Beethoven's genial Triple Concerto, by contrast, isn't the least bit controversial — except, perhaps, in its offbeat choice of violin, cello and piano as the solo instruments, a throwback to the multi-instrument concerto common in the Baroque period.

The SPCO's performance — unconducted, like the rest of the program — had a courtly elegance about it, inviting relaxation and a savoring of the music's playful, lyrical meanderings.

Two of the SPCO's own players, violinist Ruggero Allifranchini and cellist Julie Albers, took solo parts. The third was filled by young American pianist Orion Weiss, who sat center stage facing the orchestra and had the lid of his Steinway removed to make eye contact easier.

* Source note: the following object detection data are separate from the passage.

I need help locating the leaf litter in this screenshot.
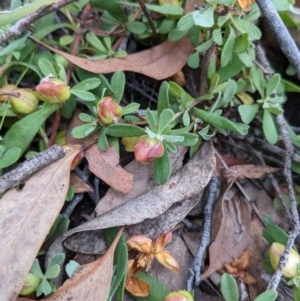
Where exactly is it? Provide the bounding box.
[0,146,79,300]
[31,36,194,80]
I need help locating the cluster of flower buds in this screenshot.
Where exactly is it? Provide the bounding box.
[9,88,39,115]
[134,136,165,163]
[164,290,194,301]
[19,273,42,296]
[269,242,300,278]
[35,75,71,104]
[97,96,122,125]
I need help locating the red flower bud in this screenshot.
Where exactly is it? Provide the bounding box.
[9,88,39,115]
[19,273,42,296]
[269,242,300,278]
[97,96,122,125]
[35,76,71,103]
[134,136,165,163]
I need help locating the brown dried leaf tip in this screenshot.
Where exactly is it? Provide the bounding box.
[238,0,255,11]
[224,249,256,284]
[126,232,179,297]
[224,164,279,182]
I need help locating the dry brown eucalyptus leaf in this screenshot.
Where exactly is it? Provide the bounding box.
[65,143,215,237]
[224,164,280,180]
[201,191,251,279]
[43,230,122,301]
[85,144,133,193]
[31,36,194,80]
[0,145,79,300]
[70,173,93,193]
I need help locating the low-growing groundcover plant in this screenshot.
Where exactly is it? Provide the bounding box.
[0,0,300,301]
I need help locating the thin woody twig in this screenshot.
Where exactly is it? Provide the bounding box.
[256,0,300,80]
[187,176,219,292]
[215,150,265,225]
[257,45,300,290]
[0,0,76,44]
[0,145,65,193]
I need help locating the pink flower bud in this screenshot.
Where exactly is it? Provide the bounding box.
[134,136,165,163]
[19,273,42,296]
[165,290,194,301]
[35,76,71,103]
[269,242,300,278]
[97,96,122,125]
[9,88,39,115]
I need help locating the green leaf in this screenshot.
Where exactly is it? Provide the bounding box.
[132,271,170,301]
[234,33,250,53]
[110,71,126,103]
[172,133,199,146]
[238,51,253,68]
[41,214,70,250]
[169,82,195,103]
[221,79,237,107]
[221,273,239,301]
[0,0,56,27]
[177,12,195,32]
[272,0,294,11]
[72,77,101,92]
[193,108,249,135]
[71,123,97,139]
[232,17,261,41]
[145,108,158,132]
[59,35,74,46]
[45,264,60,279]
[146,4,184,16]
[162,135,184,144]
[65,260,80,278]
[30,259,44,279]
[221,26,236,67]
[0,147,22,169]
[154,150,172,184]
[263,109,279,144]
[158,109,175,133]
[98,127,108,151]
[71,89,96,101]
[122,102,140,115]
[48,253,66,268]
[104,228,128,301]
[106,123,146,137]
[157,81,170,116]
[192,6,214,28]
[294,286,300,301]
[0,32,29,57]
[266,74,281,97]
[85,32,107,53]
[251,67,266,98]
[218,55,244,83]
[0,103,59,155]
[253,290,278,301]
[238,104,259,124]
[89,0,127,23]
[187,52,200,69]
[182,110,191,126]
[212,28,223,46]
[281,79,300,93]
[126,21,148,35]
[263,219,288,245]
[38,58,58,77]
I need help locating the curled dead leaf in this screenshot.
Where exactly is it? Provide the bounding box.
[238,0,255,11]
[224,249,257,284]
[30,36,194,80]
[224,164,280,180]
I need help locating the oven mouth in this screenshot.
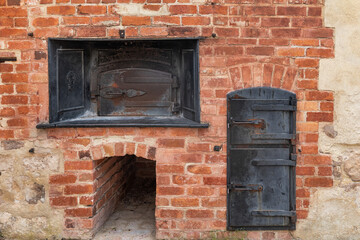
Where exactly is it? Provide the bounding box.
[37,38,208,128]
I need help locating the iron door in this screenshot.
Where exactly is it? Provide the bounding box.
[227,87,296,230]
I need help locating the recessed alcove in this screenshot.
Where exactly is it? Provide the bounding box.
[93,155,156,240]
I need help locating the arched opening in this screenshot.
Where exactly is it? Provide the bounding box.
[93,155,156,240]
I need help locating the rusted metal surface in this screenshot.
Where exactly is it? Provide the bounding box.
[0,57,16,63]
[227,87,296,230]
[39,39,207,128]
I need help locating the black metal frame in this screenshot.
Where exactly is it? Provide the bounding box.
[227,87,297,231]
[37,38,209,128]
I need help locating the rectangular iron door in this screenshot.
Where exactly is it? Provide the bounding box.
[227,87,296,230]
[98,68,178,116]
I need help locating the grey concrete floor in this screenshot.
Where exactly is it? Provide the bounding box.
[94,180,155,240]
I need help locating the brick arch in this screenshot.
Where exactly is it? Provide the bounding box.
[229,60,299,90]
[49,142,156,238]
[89,142,156,161]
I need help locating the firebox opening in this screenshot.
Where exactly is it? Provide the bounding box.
[94,155,156,240]
[37,39,208,128]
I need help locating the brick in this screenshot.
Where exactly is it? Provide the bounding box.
[246,47,274,56]
[156,165,184,173]
[187,165,212,174]
[63,17,90,25]
[291,39,319,47]
[15,18,29,27]
[186,209,214,218]
[182,17,210,25]
[1,95,29,104]
[302,28,334,38]
[64,161,93,171]
[320,39,335,48]
[318,167,332,176]
[78,218,95,229]
[305,91,334,101]
[65,208,93,217]
[244,6,275,16]
[6,118,28,127]
[277,48,305,57]
[296,166,315,176]
[271,28,301,38]
[199,5,228,15]
[0,85,14,94]
[91,16,120,26]
[301,145,319,154]
[320,102,334,111]
[80,196,94,206]
[50,197,77,207]
[296,188,310,198]
[240,27,269,38]
[0,7,27,18]
[201,197,226,208]
[305,133,319,143]
[296,210,309,219]
[8,40,36,50]
[50,174,77,184]
[169,27,200,36]
[296,122,319,132]
[122,16,151,26]
[153,16,180,25]
[172,175,202,185]
[215,27,239,37]
[157,209,183,218]
[0,108,15,117]
[297,80,318,89]
[64,138,90,147]
[46,6,75,15]
[7,0,20,6]
[0,18,14,27]
[261,18,290,27]
[306,48,334,58]
[306,112,334,122]
[0,129,14,139]
[157,187,184,195]
[171,197,199,207]
[277,7,306,16]
[169,5,197,15]
[34,27,59,38]
[1,73,28,83]
[157,138,185,148]
[140,27,169,36]
[32,17,59,27]
[188,187,214,196]
[303,155,332,165]
[64,184,94,195]
[204,177,226,185]
[305,177,333,187]
[291,18,323,27]
[0,28,27,38]
[187,143,211,152]
[77,5,106,15]
[295,58,319,68]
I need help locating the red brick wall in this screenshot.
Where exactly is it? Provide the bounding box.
[0,0,334,239]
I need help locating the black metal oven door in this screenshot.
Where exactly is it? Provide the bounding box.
[227,87,296,230]
[98,68,177,116]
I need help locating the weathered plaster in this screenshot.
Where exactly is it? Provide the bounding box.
[294,0,360,240]
[0,141,63,240]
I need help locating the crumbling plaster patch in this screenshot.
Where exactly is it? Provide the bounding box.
[0,141,63,240]
[294,0,360,240]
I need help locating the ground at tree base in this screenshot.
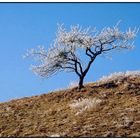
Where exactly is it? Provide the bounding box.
[0,77,140,137]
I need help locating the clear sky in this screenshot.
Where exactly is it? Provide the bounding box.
[0,3,140,102]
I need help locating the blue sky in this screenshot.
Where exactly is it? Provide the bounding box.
[0,3,140,102]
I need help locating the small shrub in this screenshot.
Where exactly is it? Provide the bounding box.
[98,71,140,83]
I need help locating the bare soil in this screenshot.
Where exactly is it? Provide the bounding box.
[0,78,140,137]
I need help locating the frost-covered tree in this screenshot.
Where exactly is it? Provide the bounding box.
[26,24,138,89]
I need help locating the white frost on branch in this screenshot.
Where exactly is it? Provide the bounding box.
[25,24,138,78]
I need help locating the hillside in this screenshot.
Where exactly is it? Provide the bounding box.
[0,73,140,137]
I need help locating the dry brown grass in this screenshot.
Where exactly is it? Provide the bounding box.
[0,78,140,137]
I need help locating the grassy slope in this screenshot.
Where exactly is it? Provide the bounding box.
[0,78,140,137]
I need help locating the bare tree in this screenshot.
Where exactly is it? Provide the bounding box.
[26,24,138,89]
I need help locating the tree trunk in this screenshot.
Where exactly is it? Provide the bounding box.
[78,76,84,89]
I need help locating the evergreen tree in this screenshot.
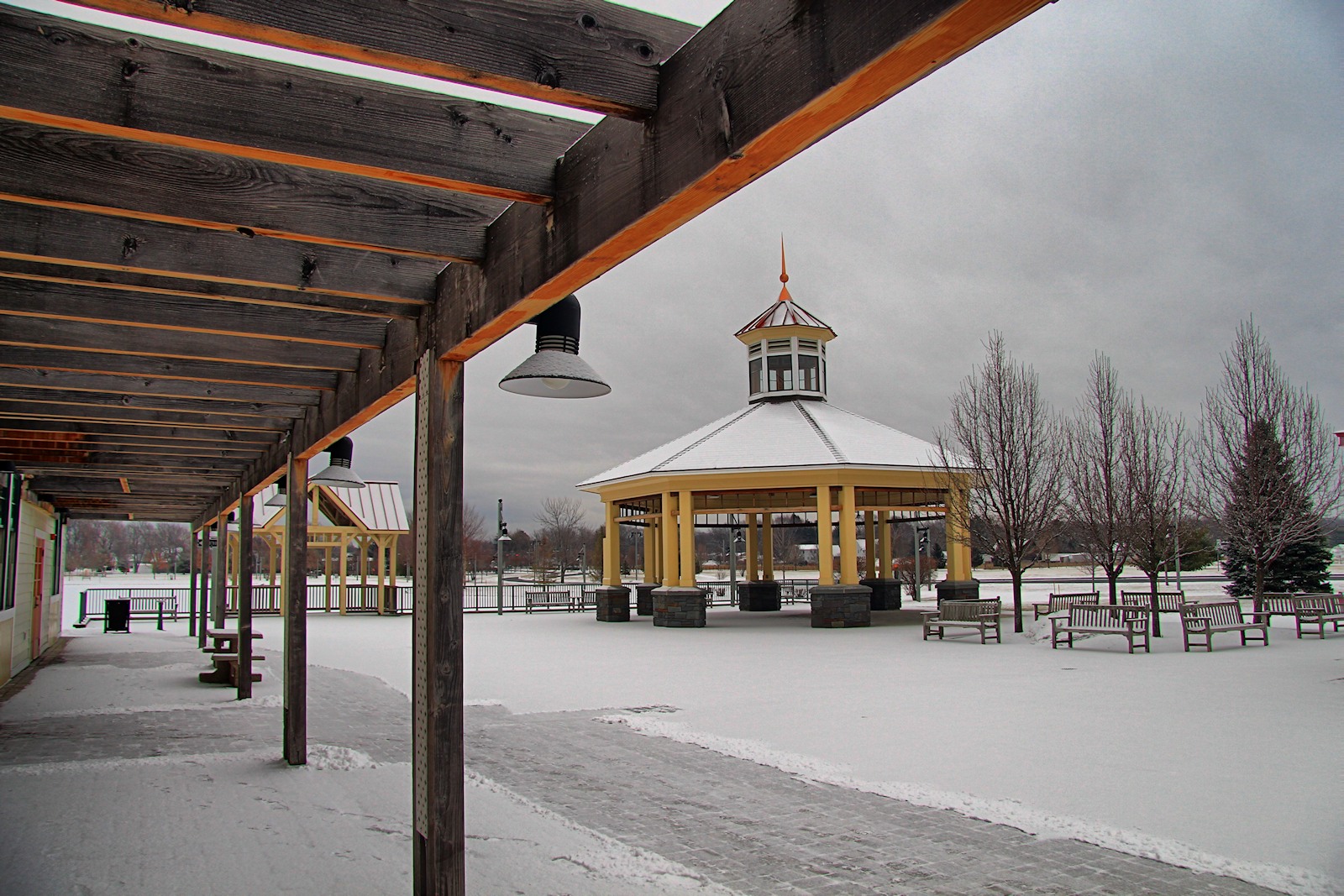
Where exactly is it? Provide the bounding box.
[1223,536,1331,598]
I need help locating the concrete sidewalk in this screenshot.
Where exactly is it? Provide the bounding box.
[0,634,1272,896]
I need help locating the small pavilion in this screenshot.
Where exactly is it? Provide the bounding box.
[578,247,979,627]
[228,482,410,614]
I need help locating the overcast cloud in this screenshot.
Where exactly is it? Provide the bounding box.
[328,0,1344,529]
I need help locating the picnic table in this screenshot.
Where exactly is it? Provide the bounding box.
[206,629,260,652]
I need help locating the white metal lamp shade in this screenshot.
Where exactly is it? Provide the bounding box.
[307,435,365,489]
[500,294,612,398]
[262,475,289,506]
[500,349,612,398]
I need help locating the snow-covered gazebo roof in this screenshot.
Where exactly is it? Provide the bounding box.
[580,401,937,489]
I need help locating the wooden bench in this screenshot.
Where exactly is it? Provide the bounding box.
[522,591,575,612]
[1050,603,1151,652]
[1255,594,1297,625]
[1120,591,1185,612]
[1031,591,1100,619]
[197,652,266,688]
[921,598,1003,643]
[1180,600,1268,652]
[1293,594,1344,638]
[206,629,260,652]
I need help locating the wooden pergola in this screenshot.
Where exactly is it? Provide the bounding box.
[0,0,1048,894]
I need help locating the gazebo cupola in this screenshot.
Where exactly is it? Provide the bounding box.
[735,242,836,401]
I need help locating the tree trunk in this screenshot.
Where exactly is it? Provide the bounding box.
[1012,569,1021,634]
[1147,569,1163,638]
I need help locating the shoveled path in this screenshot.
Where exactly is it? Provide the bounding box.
[466,708,1273,896]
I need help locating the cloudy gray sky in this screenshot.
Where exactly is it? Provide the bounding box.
[20,0,1344,529]
[346,0,1344,528]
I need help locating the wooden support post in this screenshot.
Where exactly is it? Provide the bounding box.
[197,525,211,650]
[769,511,774,582]
[840,485,858,584]
[186,532,200,638]
[210,513,228,629]
[412,352,466,896]
[676,491,695,589]
[747,513,757,582]
[817,485,835,587]
[238,486,253,700]
[285,454,307,766]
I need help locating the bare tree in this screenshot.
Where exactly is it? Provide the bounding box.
[536,498,585,582]
[1124,399,1187,636]
[1196,320,1344,610]
[936,332,1063,631]
[1064,352,1133,603]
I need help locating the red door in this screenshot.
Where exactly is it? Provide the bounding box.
[29,542,47,659]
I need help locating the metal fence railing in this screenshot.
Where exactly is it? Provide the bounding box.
[74,579,833,629]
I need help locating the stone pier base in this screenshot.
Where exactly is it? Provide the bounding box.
[634,582,663,616]
[654,587,704,629]
[937,579,979,603]
[858,579,900,610]
[593,584,630,622]
[811,584,872,629]
[738,580,780,612]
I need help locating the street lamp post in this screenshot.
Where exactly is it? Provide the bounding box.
[495,498,513,616]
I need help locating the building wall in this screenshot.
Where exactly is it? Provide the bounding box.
[0,501,60,681]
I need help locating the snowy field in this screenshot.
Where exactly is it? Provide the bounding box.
[29,569,1344,893]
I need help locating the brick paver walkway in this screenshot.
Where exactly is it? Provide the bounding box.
[0,649,1270,896]
[468,708,1272,896]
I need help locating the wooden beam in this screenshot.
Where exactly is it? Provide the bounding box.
[64,0,695,118]
[437,0,1048,359]
[0,11,587,203]
[0,275,385,348]
[0,414,281,448]
[0,257,421,320]
[0,398,291,432]
[0,345,336,391]
[0,385,304,428]
[0,202,444,305]
[0,359,320,410]
[0,316,359,370]
[0,121,506,260]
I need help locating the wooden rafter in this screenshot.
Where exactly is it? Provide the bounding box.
[64,0,695,118]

Unfortunately, it made listening to what Weiss was actually playing harder: With no reflecting board to focus the sound, the notes often evaporated toward the ceiling, leaving details of accent and articulation to be guessed at.

Allifranchini and Albers fared better, Allifranchini in particular impressing with the tensile sweetness of his violin playing and his alertness to the numerous instances of humor and mischief-making in Beethoven's concertante writing.

Undoubtedly the highlight of the evening, however, was a rare opportunity to hear the Variaciones Concertantes of the 20th-century Argentine composer Alberto Ginastera.

The work is a set of variations on an original theme, each iteration putting a particular instrument or group of instruments in the solo spotlight.

As such, it was a perfect advertisement for the elevated levels of artistry and sophistication the SPCO can call on from its current crop of players.

The introduction, exquisitely shaped by cellist Albers and harpist Victoria Drake, particularly caught the attention, as did the remarkably introspective playing of Zachary Cohen in the double-bass solo at the work's conclusion.

The SPCO's darkly probing interpretation suggested that the Variaciones is a work of major stature and one that we should hear more often. It whetted the appetite for further fresh discoveries in the orchestra's 2017-18 season.

Terry Blain writes about classical music and theater.